As of this writing, the flooded Waccamaw River – part of the waterlogged Yadkin-Pee Dee basin – has yet to crest at several key locations.  According to officials with the S.C. Emergency Management Division (SCEMD), the river “will remain at major flood stage and have a second crest as the Great Pee Dee prevents drainage based on the volume of water moving to Winyah Bay.”

The Great Pee Dee is not projected to crest near Bucksport, S.C. until Wednesday of this week.  Meanwhile the Waccamaw River is not projected to crest in several locations – including its intersection with U.S. Highway 17 – until late Thursday.

That means flood waters will be rising nearly two weeks after Florence first made landfall near Wrightsville Beach, North Carolina on September 14.

How high will they go?  In Bucksport, flooding is expected to be reach anywhere from six to ten feet higher than it did during Hurricane Matthew two years ago.  Same goes for Socastee, S.C., where the final “long cut” of the Intracoastal Waterway – completed in 1936 – flows into the Waccamaw River.

Historic Georgetown, S.C. – the third-oldest city in the Palmetto State – is also in line for potentially catastrophic flooding given its location just west of Winyah Bay.

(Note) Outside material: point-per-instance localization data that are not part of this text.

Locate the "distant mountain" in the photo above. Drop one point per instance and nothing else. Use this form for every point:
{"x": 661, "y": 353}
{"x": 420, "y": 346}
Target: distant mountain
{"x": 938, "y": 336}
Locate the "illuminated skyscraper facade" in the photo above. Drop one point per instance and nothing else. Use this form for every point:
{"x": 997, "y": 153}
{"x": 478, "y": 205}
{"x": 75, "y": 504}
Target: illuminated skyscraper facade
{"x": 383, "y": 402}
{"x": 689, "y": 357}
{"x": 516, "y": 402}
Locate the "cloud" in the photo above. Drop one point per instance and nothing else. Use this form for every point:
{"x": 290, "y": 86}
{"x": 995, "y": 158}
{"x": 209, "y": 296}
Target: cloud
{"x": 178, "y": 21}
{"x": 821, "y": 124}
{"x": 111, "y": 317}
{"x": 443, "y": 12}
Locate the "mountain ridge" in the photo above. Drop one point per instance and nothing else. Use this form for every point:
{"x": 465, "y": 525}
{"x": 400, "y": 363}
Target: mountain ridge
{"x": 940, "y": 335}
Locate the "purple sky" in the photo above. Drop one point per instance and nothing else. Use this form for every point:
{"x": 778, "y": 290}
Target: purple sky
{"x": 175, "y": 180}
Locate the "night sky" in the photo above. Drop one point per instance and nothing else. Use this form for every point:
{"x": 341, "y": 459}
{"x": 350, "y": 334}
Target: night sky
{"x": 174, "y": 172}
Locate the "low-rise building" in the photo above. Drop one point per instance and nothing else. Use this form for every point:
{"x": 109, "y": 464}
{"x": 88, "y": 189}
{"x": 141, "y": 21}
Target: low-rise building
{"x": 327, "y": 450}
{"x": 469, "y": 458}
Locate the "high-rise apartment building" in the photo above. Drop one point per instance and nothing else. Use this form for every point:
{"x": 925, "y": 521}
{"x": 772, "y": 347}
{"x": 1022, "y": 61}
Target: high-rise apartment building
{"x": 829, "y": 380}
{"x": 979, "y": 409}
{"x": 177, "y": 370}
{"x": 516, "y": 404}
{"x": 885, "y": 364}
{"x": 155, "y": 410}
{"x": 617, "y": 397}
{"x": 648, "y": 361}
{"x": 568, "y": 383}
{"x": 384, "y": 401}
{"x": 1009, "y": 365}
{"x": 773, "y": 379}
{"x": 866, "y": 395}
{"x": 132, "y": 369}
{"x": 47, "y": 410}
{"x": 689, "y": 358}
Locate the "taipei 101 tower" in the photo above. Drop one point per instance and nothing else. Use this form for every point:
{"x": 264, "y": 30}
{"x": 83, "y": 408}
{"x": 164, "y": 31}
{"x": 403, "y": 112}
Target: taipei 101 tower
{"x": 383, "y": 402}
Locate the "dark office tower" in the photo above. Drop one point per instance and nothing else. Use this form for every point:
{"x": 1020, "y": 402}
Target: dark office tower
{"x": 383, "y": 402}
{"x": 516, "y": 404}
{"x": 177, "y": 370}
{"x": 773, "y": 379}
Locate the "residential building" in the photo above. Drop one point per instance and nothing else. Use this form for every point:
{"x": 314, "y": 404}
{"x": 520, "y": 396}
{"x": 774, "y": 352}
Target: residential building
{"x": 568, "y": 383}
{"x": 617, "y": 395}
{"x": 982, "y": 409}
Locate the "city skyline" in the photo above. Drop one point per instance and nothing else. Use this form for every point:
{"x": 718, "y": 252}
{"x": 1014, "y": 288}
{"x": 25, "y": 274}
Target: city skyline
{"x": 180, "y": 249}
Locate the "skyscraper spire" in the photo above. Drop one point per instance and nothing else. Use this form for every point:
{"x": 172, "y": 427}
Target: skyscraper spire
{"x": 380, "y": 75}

Here is a look at the latest flood projections courtesy of the S.C. Department of Natural Resources (SCDNR) …

(Click to view)

(Via: SCDNR)

Upstream, the Little Pee Dee and Lumber Rivers have crested, but are expected to remain at various flood stages for the next few days.  In fact the Lumber, which joins the Little Pee Dee at the border of Marion and Horry Counties in South Carolina, is projected to remain at major flood stage for the next six days.

The problem?  All of this water is trying to get to the same place: Winyah Bay.

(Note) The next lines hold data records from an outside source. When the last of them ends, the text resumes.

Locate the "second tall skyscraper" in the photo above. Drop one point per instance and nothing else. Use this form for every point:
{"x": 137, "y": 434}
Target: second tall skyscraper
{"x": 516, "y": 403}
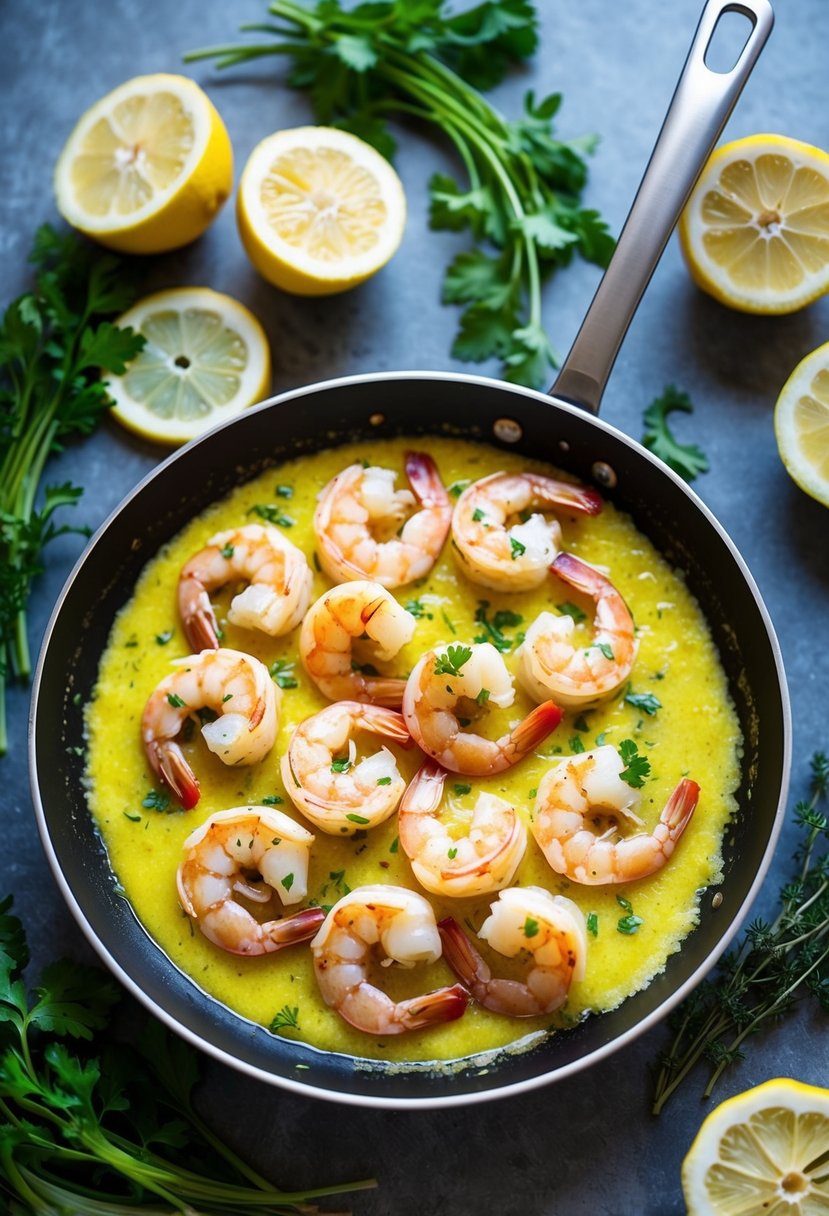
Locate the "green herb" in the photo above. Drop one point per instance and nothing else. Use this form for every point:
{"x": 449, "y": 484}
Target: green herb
{"x": 774, "y": 966}
{"x": 271, "y": 514}
{"x": 520, "y": 198}
{"x": 286, "y": 1019}
{"x": 54, "y": 345}
{"x": 450, "y": 663}
{"x": 92, "y": 1125}
{"x": 494, "y": 629}
{"x": 282, "y": 674}
{"x": 687, "y": 460}
{"x": 644, "y": 701}
{"x": 568, "y": 609}
{"x": 417, "y": 609}
{"x": 156, "y": 800}
{"x": 637, "y": 767}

As we noted in our coverage over the weekend, the nation’s fourth-largest estuary is the “end of the line” for the Yadkin-Pee Dee basin, which runs for 450 miles from its headwaters in Blowing Rock, N.C. all the way to the port of Georgetown, S.C.  Within that distance are 5,862 miles of streams and rivers that collect rainfall from an area totaling 7,221 square miles.

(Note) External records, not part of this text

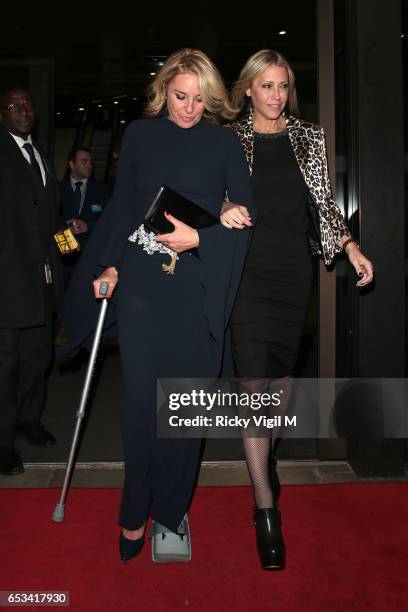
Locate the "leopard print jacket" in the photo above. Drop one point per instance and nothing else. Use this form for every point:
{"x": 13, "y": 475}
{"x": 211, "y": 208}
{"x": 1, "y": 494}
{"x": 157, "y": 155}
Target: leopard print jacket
{"x": 309, "y": 146}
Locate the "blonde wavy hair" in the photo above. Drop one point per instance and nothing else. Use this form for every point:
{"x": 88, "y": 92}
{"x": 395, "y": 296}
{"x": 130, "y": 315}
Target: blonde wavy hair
{"x": 213, "y": 92}
{"x": 253, "y": 68}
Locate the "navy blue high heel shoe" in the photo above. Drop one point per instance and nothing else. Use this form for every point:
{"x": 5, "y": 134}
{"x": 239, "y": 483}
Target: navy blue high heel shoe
{"x": 129, "y": 548}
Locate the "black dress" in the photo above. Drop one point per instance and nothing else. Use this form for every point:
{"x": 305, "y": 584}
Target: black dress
{"x": 170, "y": 326}
{"x": 275, "y": 290}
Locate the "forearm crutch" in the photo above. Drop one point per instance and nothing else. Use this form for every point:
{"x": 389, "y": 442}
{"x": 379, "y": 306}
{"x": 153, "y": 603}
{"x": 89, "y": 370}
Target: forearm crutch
{"x": 58, "y": 515}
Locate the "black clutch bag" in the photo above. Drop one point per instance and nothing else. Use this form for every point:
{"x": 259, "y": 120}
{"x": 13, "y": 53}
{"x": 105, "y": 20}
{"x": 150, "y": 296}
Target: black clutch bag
{"x": 180, "y": 207}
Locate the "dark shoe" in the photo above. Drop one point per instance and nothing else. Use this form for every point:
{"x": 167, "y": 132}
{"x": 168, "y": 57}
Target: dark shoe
{"x": 10, "y": 462}
{"x": 274, "y": 481}
{"x": 129, "y": 548}
{"x": 269, "y": 539}
{"x": 35, "y": 433}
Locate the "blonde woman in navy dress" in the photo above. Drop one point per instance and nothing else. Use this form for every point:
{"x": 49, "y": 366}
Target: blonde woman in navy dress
{"x": 170, "y": 325}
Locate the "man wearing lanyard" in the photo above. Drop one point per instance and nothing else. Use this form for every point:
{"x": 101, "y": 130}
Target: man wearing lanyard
{"x": 31, "y": 280}
{"x": 83, "y": 200}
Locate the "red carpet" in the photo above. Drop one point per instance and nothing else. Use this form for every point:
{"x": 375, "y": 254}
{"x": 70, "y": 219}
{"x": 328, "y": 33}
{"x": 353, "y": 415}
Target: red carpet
{"x": 346, "y": 551}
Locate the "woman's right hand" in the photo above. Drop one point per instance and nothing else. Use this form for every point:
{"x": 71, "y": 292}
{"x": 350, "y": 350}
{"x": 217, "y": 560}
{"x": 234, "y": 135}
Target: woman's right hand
{"x": 234, "y": 215}
{"x": 110, "y": 276}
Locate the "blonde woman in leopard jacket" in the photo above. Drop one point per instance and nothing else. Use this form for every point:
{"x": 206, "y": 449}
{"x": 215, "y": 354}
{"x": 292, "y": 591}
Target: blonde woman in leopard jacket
{"x": 297, "y": 217}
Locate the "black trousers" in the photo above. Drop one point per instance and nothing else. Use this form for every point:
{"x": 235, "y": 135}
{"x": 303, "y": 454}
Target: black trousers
{"x": 25, "y": 356}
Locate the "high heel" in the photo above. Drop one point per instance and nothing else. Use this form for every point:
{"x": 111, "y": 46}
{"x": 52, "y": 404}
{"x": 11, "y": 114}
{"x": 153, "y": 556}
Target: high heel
{"x": 269, "y": 539}
{"x": 129, "y": 548}
{"x": 274, "y": 481}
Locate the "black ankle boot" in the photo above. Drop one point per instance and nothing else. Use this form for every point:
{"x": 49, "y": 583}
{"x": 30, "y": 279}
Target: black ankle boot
{"x": 129, "y": 548}
{"x": 274, "y": 481}
{"x": 269, "y": 539}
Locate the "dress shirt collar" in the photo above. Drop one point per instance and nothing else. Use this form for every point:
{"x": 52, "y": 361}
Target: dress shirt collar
{"x": 20, "y": 141}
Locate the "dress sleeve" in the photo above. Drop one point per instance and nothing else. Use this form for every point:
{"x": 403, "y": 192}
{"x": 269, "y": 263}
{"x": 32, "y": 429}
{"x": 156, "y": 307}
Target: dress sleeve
{"x": 222, "y": 251}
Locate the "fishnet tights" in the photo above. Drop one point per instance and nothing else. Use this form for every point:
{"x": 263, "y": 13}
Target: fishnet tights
{"x": 260, "y": 451}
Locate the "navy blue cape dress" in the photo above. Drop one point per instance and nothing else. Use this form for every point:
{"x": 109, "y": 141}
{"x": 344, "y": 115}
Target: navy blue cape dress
{"x": 169, "y": 326}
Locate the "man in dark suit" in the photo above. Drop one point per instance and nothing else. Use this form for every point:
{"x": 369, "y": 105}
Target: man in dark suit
{"x": 83, "y": 200}
{"x": 31, "y": 279}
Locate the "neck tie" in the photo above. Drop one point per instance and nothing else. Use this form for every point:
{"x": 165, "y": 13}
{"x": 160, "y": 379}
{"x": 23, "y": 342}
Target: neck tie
{"x": 34, "y": 163}
{"x": 78, "y": 196}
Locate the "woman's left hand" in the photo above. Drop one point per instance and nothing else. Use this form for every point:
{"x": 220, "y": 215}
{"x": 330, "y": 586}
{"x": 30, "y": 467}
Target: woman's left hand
{"x": 182, "y": 239}
{"x": 361, "y": 264}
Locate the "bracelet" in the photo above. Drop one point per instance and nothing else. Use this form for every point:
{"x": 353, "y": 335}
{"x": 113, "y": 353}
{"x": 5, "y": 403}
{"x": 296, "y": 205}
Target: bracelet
{"x": 349, "y": 241}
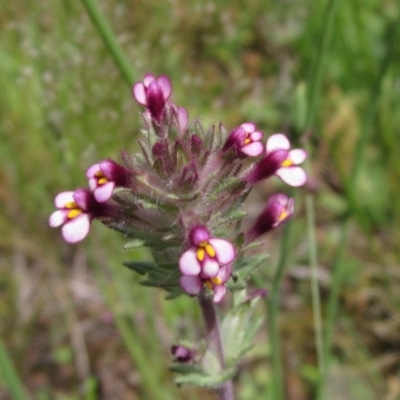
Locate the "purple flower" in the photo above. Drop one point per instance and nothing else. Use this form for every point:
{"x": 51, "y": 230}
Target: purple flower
{"x": 206, "y": 255}
{"x": 193, "y": 284}
{"x": 153, "y": 93}
{"x": 104, "y": 177}
{"x": 278, "y": 209}
{"x": 206, "y": 263}
{"x": 75, "y": 211}
{"x": 280, "y": 161}
{"x": 245, "y": 139}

That’s exactly where Florence dumped most of her deluge.  In fact according to the National Weather Service (NWS) office in Raleigh, N.C., the storm dumped a whopping eight trillion gallons of water on the Tar Heel State.

Some estimates put the amount of rainfall North Carolina received from the storm closer to nine trillion gallons.  Meanwhile, another 2.5 to 3 trillion gallons of rainfall fell in the Palmetto State – saturating the ground and exacerbating flooding concerns.

Nine South Carolinians have already died as a result of rising waters, and emergency managers are worried more deaths could be imminent as all of this wetness works its way to the sea.

Property damage is also a concern.  According to SCEMD projections, Florence will completely destroy 200 homes and do major damage to another 4,000.  An additional 24,000 homes will sustain some damage.  By comparison, Matthew destroyed 162 homes and did major damage to another 574 homes.  An additional 1,200 homes sustained some damage when that system rolled through.

There are also growing concerns about water contamination.  According to the Winyah Rivers Foundation, “high bacteria and fecal levels” have been confirmed in the Great Pee Dee, Lumber, Lynches, Little Pee Dee and Waccamaw rivers during the flooding.

“Stay out of the flood waters in these rivers,” the group warned.